Doctors fear patient death from obsolete machine
Diagnostic equipment in St James's Hospital in Dublin - which is so obsolete that doctors fear it will potentially lead to a patient death - has to be put out of use, the Irish Independent has learned.
A memo received by doctors at the hospital last week said it means that St James's - one of the country's main cancer centres - can no longer see patients from other counties for some endoscopy services.
The outdated machine, which breaks down several times a day, is the main screening device for performing ERCP, a process which detects any diseases in the bile or pancreatic ducts, such as cancer, gall stones and infections. It can also remove gallstones.
The HSE has refused to fund a new machine and the hospital cannot find any more spare parts to maintain it and work it safely.
The doctors have repeatedly warned the HSE of the risk to patients from the machine but have had no response.
Doctors who have struggled with the machine for years were informed late last week that the hospital will make alternative arrangements for its own patients only.

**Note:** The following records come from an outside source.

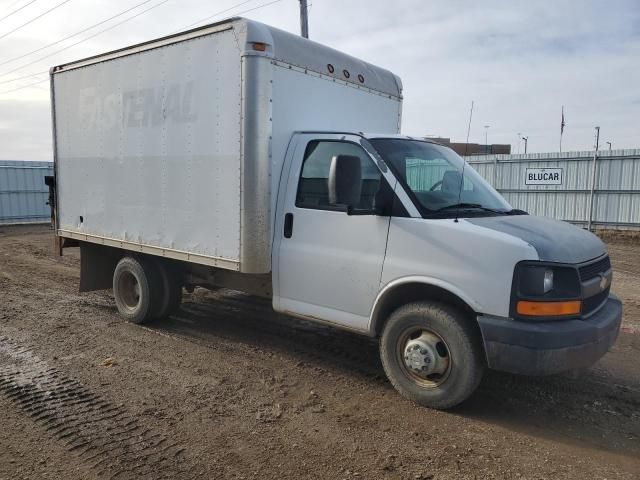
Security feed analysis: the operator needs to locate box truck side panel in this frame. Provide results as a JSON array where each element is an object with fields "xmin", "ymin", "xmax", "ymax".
[{"xmin": 53, "ymin": 29, "xmax": 241, "ymax": 269}]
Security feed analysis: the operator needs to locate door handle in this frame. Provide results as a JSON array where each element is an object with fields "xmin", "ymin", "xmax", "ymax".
[{"xmin": 284, "ymin": 213, "xmax": 293, "ymax": 238}]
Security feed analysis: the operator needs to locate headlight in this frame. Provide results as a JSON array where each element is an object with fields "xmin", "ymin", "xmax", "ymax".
[
  {"xmin": 511, "ymin": 262, "xmax": 582, "ymax": 318},
  {"xmin": 542, "ymin": 268, "xmax": 553, "ymax": 293}
]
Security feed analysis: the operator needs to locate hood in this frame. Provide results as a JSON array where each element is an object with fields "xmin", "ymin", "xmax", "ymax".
[{"xmin": 465, "ymin": 215, "xmax": 606, "ymax": 263}]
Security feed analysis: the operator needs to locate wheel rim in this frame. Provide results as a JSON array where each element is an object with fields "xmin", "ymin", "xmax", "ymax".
[
  {"xmin": 396, "ymin": 327, "xmax": 453, "ymax": 388},
  {"xmin": 118, "ymin": 272, "xmax": 140, "ymax": 311}
]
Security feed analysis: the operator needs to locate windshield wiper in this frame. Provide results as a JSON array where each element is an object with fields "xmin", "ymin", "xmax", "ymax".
[{"xmin": 436, "ymin": 202, "xmax": 506, "ymax": 214}]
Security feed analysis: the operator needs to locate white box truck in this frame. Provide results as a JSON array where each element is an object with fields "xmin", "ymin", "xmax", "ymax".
[{"xmin": 49, "ymin": 18, "xmax": 622, "ymax": 408}]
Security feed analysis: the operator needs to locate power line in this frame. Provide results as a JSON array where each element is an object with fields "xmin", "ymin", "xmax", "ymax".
[
  {"xmin": 0, "ymin": 0, "xmax": 151, "ymax": 65},
  {"xmin": 0, "ymin": 0, "xmax": 282, "ymax": 95},
  {"xmin": 0, "ymin": 78, "xmax": 49, "ymax": 95},
  {"xmin": 0, "ymin": 70, "xmax": 49, "ymax": 85},
  {"xmin": 0, "ymin": 0, "xmax": 169, "ymax": 77},
  {"xmin": 177, "ymin": 0, "xmax": 253, "ymax": 31},
  {"xmin": 0, "ymin": 0, "xmax": 38, "ymax": 22},
  {"xmin": 0, "ymin": 0, "xmax": 71, "ymax": 39}
]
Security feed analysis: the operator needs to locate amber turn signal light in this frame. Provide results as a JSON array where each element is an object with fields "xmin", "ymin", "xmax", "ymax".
[{"xmin": 516, "ymin": 300, "xmax": 581, "ymax": 317}]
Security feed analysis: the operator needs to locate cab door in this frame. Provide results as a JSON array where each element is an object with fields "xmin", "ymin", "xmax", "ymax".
[{"xmin": 274, "ymin": 134, "xmax": 395, "ymax": 330}]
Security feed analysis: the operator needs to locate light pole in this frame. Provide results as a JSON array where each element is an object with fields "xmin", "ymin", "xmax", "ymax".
[
  {"xmin": 484, "ymin": 125, "xmax": 491, "ymax": 153},
  {"xmin": 587, "ymin": 127, "xmax": 600, "ymax": 231},
  {"xmin": 300, "ymin": 0, "xmax": 309, "ymax": 38}
]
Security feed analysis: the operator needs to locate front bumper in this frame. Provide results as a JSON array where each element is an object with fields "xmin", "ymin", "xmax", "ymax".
[{"xmin": 478, "ymin": 295, "xmax": 622, "ymax": 375}]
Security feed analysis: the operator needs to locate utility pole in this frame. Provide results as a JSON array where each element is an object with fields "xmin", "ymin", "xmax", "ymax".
[
  {"xmin": 587, "ymin": 127, "xmax": 600, "ymax": 231},
  {"xmin": 300, "ymin": 0, "xmax": 309, "ymax": 38}
]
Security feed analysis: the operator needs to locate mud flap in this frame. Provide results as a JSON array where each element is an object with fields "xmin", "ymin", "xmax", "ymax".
[{"xmin": 80, "ymin": 242, "xmax": 122, "ymax": 292}]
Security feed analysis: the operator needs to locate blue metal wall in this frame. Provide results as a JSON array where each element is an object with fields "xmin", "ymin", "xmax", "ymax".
[{"xmin": 0, "ymin": 160, "xmax": 53, "ymax": 225}]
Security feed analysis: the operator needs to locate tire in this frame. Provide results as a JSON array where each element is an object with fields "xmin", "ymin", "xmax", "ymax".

A spokeswoman for the hospital confirmed yesterday that the machine was recently put out of use and a contingency had been put in place.
Nationally, waiting lists for endoscopy have spiralled for most of the year and although limited funding to provide private appointments for some of the public patients waiting the longest has seen some slight improvement, a worrying 18,000 are waiting for tests.
This leads to a risk of delayed diagnosis of a serious condition.
The St James's unit is among the best-performing in the country through its work in tackling waiting lists.
But it is also facing problems with other old equipment, which may also have to be decommissioned.